A federal district court heard oral arguments today on whether to dismiss an Immigration and Customs Enforcement (ICE) official from the federal lawsuit filed by the R.I. ACLU on behalf of the family of a detainee who died while in the custody of immigration officials at the Wyatt Detention Facility in Central Falls. ACLU volunteer attorneys Fidelma Fitzpatrick and Robert McConnell urged the judge to reject the government’s motion.
Hiu Lui “Jason” Ng, the 34-year-old Chinese detainee, died in August 2008 after complaining for months to prison officials about being in excruciating pain. Guards and medical personnel at Wyatt continually accused Ng of faking his illness and denied him medical care. He was only diagnosed with terminal liver cancer and a broken spine less than a week before he died.

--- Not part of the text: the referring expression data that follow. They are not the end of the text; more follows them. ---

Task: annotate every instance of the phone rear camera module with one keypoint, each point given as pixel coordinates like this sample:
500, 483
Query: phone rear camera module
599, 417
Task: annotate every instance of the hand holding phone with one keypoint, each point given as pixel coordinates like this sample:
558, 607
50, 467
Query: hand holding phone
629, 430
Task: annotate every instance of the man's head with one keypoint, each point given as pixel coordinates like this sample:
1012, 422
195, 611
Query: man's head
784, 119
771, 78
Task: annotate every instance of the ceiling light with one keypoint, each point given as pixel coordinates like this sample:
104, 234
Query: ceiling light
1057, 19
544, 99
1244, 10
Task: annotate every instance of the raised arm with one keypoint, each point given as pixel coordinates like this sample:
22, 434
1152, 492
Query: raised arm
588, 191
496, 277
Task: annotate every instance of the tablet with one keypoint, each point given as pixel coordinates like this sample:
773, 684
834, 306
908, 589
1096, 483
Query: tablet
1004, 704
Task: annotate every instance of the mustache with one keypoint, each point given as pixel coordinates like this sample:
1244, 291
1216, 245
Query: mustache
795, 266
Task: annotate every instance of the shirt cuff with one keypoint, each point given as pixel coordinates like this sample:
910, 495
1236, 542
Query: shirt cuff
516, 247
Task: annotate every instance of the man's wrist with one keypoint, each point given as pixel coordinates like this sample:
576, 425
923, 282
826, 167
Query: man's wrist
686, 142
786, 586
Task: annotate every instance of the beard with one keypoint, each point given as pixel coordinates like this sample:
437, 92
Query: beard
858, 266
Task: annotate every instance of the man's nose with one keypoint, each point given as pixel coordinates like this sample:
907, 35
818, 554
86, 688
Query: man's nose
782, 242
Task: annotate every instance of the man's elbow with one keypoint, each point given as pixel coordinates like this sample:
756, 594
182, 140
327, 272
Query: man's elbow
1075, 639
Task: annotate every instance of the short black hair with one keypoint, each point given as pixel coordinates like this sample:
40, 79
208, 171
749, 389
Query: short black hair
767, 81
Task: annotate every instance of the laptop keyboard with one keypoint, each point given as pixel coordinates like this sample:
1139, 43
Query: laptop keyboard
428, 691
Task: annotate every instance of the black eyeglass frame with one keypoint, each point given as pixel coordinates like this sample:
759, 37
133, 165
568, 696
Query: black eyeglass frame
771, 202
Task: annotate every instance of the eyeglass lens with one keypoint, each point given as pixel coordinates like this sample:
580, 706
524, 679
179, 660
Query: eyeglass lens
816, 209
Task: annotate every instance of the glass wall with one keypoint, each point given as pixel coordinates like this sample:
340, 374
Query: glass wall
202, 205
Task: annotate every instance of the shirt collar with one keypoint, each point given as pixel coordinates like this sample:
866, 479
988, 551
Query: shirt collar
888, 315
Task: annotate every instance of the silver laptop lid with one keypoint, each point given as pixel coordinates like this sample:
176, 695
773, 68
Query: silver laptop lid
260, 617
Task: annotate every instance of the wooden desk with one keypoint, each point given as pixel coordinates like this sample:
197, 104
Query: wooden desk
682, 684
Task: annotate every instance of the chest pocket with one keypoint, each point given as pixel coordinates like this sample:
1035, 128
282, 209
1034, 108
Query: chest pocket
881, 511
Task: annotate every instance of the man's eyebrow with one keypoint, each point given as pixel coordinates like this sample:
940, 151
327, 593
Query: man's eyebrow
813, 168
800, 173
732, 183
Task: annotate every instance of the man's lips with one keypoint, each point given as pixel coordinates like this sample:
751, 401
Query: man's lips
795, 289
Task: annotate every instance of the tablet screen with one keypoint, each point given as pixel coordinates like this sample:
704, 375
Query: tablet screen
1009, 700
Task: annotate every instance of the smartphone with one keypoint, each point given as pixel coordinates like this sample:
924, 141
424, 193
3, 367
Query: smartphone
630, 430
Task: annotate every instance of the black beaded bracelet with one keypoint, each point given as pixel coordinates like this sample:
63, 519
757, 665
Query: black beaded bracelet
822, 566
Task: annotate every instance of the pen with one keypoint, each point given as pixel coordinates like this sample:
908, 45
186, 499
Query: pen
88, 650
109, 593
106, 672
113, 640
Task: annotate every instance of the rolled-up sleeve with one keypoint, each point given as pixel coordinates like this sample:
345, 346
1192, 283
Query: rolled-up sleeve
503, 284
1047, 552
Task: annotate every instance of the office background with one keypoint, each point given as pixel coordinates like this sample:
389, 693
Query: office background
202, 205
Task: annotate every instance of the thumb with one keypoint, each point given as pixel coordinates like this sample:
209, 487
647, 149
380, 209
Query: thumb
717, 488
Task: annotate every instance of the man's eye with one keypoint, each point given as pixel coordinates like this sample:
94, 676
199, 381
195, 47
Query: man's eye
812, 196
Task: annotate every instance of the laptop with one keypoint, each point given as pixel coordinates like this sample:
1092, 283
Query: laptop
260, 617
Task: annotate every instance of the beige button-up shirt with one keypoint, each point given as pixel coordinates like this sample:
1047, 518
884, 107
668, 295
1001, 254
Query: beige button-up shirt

Last June, U.S. District Court Judge William E. Smith agreed that the ACLU had presented enough evidence of government negligence to keep ICE in the case as a defendant, but today’s hearing involved the government’s effort to dismiss an ICE official, Lawrence Smith, who ordered Ng to take a completely unnecessary and extraordinarily painful trip to Hartford, Connecticut one week before his death. The ACLU argues that by the time Smith met with Ng, “his own eyes showed him that Ng was gravely ill,” yet he did nothing about it. Smith also listened in on a phone conversation Ng had with his sister there during which Ng “cried and begged to be taken to a hospital.” Yet, the ACLU argued in a brief, “even though Smith saw the terrible shape Ng was in and heard Ng describe his piteous plight to his sister, begging for a doctor’s care, Smith utterly ignored the responsibility he had to seek medical assistance for Ng, a detainee in his custody.” The federal government is arguing that there is insufficient evidence that Smith acted with “deliberate indifference” to Ng’s medical needs.
The ACLU lawsuit, filed in 2009, noted that ICE had received a letter from Ng’s attorney on July 14, 2008 explaining Ng’s condition and stating that requests for medical treatment had been repeatedly denied. The lawsuit claims, "Despite his obvious severe and debilitating medical condition, and the actual notice it had received of his health condition, ICE officials ordered that Mr. Ng on July 30, 2008 travel to Hartford, Connecticut from Central Falls, Rhode Island. Given his serious and obvious medical condition, requiring Mr. Ng to make this trip represented cruel, inhumane, malicious and sadistic behavior on the part of ICE officials. These actions represented calculated harassment unrelated to any legitimate or legal purpose.” Ng died on August 8th, a week after this trip. The judge took the government’s motion under advisement. Dozens of other defendants are also named in the ACLU’s lawsuit.